There were 173 households, out of which 30.1% had children under the age of 18 living with them, 42.8% were married couples living together, 15.6% had a female householder with no husband present, and 39.9% were non-families. 35.3% of all households were made up of individuals, and 20.8% had someone living alone who was 65 years of age or older. The average household size was 2.30 and the average family size was 3.01.

In the city the population was spread out, with 26.0% under the age of 18, 7.4% from 18 to 24, 26.5% from 25 to 44, 20.1% from 45 to 64, and 19.9% who were 65 years of age or older. The median age was 38 years. For every 100 females, there were 79.3 males. For every 100 females age 18 and over, there were 83.5 males.

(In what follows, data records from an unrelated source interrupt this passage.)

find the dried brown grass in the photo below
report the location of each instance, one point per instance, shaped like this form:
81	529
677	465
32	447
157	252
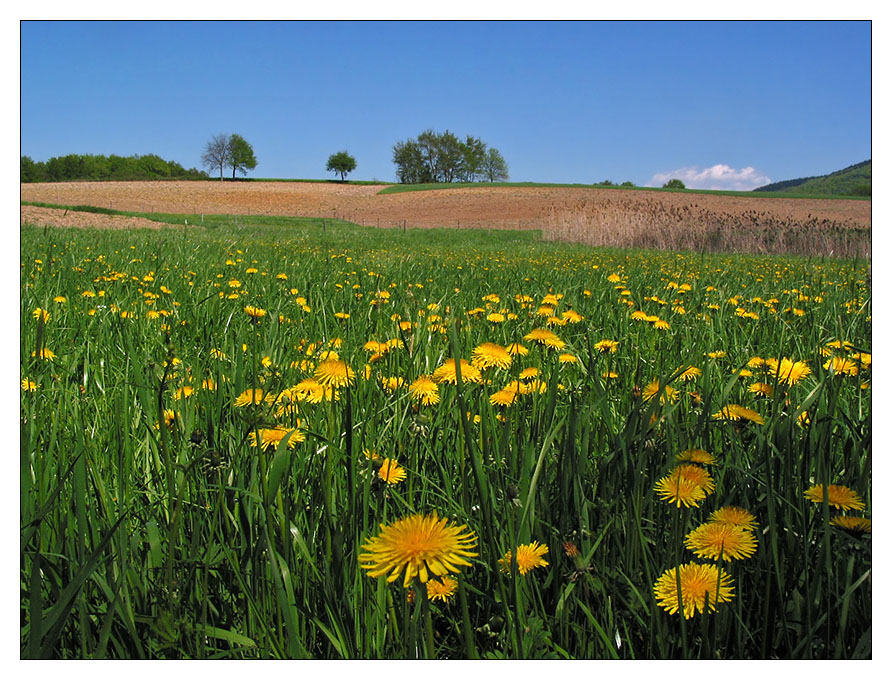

The median income for a household in the city was $19,236, and the median income for a family was $25,250. Males had a median income of $20,000 versus $14,423 for females. The per capita income for the city was $16,824. About 14.0% of families and 16.5% of the population were below the poverty line, including 17.3% of those under age 18 and 28.4% of those age 65 or over.

==Notable people==
- Guy Anthony De Marco, speculative fiction author and winner of the HWA Silver Hammer Award
- Travis Pete Timmerman, freed Syrian hostage.